20 Kasım 2009 Cuma

Devriye!




"Balıklar düşünmez, çünkü onlar bilir!"



Geceleri kolluyorum. Daha doğar doğmaz kavradığımız tek şey ışığı kovalamak! Işık olmadığında derin karanlıklarda sadece yaşamaya koşmak. Soluk soluğa bilmek! Akıntıyı yalayan pulların, gözün kulağın. Tenin senin her şeyin. Işık yoksa titreşen pulların suyla dost olmalı. Deniz fenerini içine eken bir güç var. Kuralı böyle yazmış birileri. Gözlerini kapatsan da kaçacak yer yok. Hücrelerin durmaz, bilir! Kaçacak yer yok, su hiç durmaz.
Akıntısız sularda kör cahil olmamak için anımsıyorum. Gözlerimi inadına açıyorum. Parlak yıldızlar ışıklı oklarıyla inadına mil çekiyor. Pullarım yetisini kaybetmesin diye suya üfleyip titreşimi içimde hissediyorum. Aslında tekdüze ve can sıkıcı! Yine de sevmediğim yüzgeçlerim küçük dalgalar yarattığından beri dost olduk. Yıldızlar düşman olmuşken kendimden başka kime sığınabilirim?!
Artık uyumak yok, görevimiz devriye!

31 Ekim 2009 Cumartesi

"-sar"...Sar!




Ne çabuk alışır oldum göçebeliğe! Portatif nakil gereçlere özenirken bir anda hem ergonomik hem portatif olmak... Ben yakın geçmişi habire unutan uzak geçmişle hesabı kapatmış bir balığım. Niye benle uğraşırlar anlamam! Akvaryum isteyen olmadı, hele hele ayılmayı... Diğerleri gibi olmayı... Hiç! Uzak geçmişi ve yakın geleceği hiç hesaba katmıyorum artık! Nakleden güç kimdeyse her nerdeyse hibe ettim. Tüm hafızam onundur! İki çakıl taşı ve cam kavanoza sattım hepsini...Hayırlar ola!
Cızırdayarak parlayan floresan lambalar var artık...Hava kabarcıkları...Tükürüğümle boğulmamak için suni destek! Ha bir de garipçe tıkırdayan bir saat! Okuma anları için... Nöbetler ne nöbetidir bilmem! Koğuşumu izlerken, beklerken ağır ağır saniyeler akıyor, her dakikada yorgun bir çatırtı! Çatırdayan dakikalar için koşan saniyeler...Yavaş, kendini bir önceki dakikadan sökerek diğerine taşıyor. Kokusu aynı cam misafirhanelerde balıklar gider...Balıklar gelir...Aynı floresanın altında okumalar, aynı floresanın karşısında yansımalar...O cızırdar, saniye koşar, dakikaya çatırdar! Baloncuklar patlar...Kediler doğar... Balıklar susar... Susar... "Su"-sar! "Sar"-sar!
Hayırlar ola!!

16 Ekim 2009 Cuma

Balıklar Da Uyur!

Şehrin en güzel saati! Koku ise dayanılmaz! Şaşırtıcı ama devamlı güncellenip zıvanadan çıkan projelerimi bir kenara bırakırsam sanırım burayı sevdim. Rüya görüyorum...Belki de oksijensizlik kafama vurdu; halüsinasyon görüyorum. Ne fark eder?! Mutluyum...
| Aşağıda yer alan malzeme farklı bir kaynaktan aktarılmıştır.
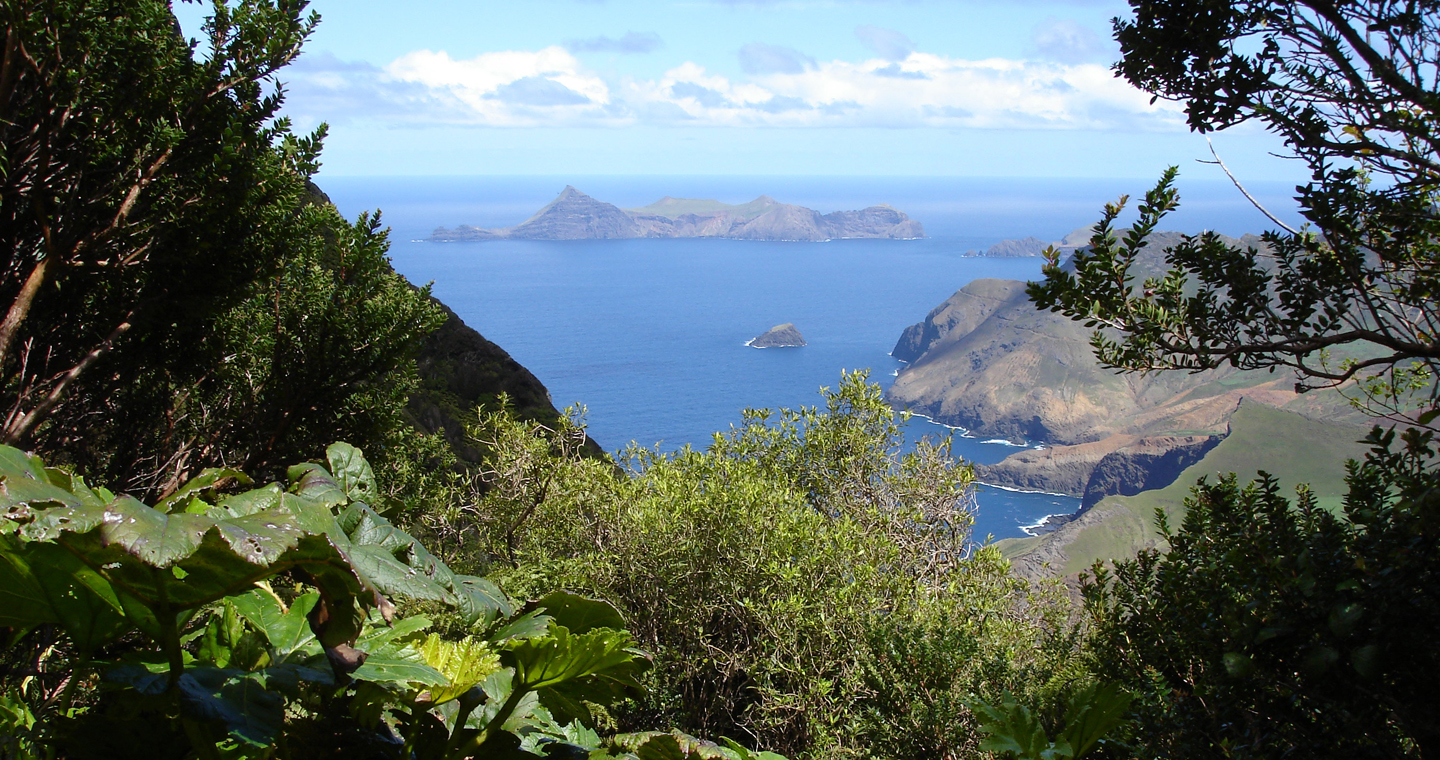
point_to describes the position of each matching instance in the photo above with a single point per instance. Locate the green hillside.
(1293, 448)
Her insanın yıldızı varmış...Halt etmiş onlar! O yıldızlar balıkların! Gözlerimle görürdüm, mort olan her balık suya yansıyan ışıkları biraz daha söndürüyordu. Buraya geldiğimden beri gördüm ki insanlar yıldızlara sahip olamayacak kadar bencil! Kendi parıltılarına sarılıyor hepsi, yıldızlar umurlarında değil! Belki de yıldızlara kafa tutuyor, şapşallar!

Ama biz öyle değiliz. Yarım akıllarımızla hayatta çuvallarken yıldız tozuyla mucize ararız. Hayallerimiz onların helyumlu uçan balonlarını fazlasıyla sollar; zeplinler yaratırız. Hatırlayabilseydik boyutlar değişebilirdi tabi! Haddimizi bilir, asla yıldızlara kafa tutamayız. Bir gün her birimiz gökten inen yıldızına koşarak balıklar cehennemini boylayacak. Çok şükür, insanlığı karanlıkta, romantizmden yoksun bırakmamak için çalışmalar sualtında her saniye devam etmekte!

Ben şimdilik tozundan yararlanıyorum. Yıldızım bana yakın bir yerde. Bu kadar eziyete göğe yakın olduğum için katlanmak takdire şayan bir çaba! Bu gece başıma düşen yıldız tozları için minnettarım. Erimiş gıdadan yoksun, bol uçurucu etken ve yıldız tozuyla renkli bir gecenin keyfini sürüyorum...

11 Ekim 2009 Pazar

Baloncuktan Kurmaca

Üç beş hesap yaptım, sendromlarımı çarpanlarına ayırınca her şey netleşiyor. Ağzımı her açtığımda kaçan baloncuklar ya bilgi sızdırıyor ya da aşk kaçırıyor! Yaşayan bir ademoğlunun dediği gibi;
-İnsanın ağzı laf, kalbi aşk kaçırır!
Benim gibi koca ağızlı deniz canlılarında çoğu zaman lafın lafı bile olmaz! Baloncuk için ayrı bir ekipmana ihtiyacı olmayan her canlı, korkulası büyüklükte hava kabarcıkları çıkartırsa sınırların ötesine geçebilir demektir. Üretebilme meziyeti yerleşik bir aksilikle birleşince her zaman olumlu sonuçlanmaz. Bahtsız bir balık, hiçbir zaman sevmediği solungaçlarının bir gün intikam alma ihtimalini aklına getiremeyecek kadar safsa yeni yeni sendromlara gebedir.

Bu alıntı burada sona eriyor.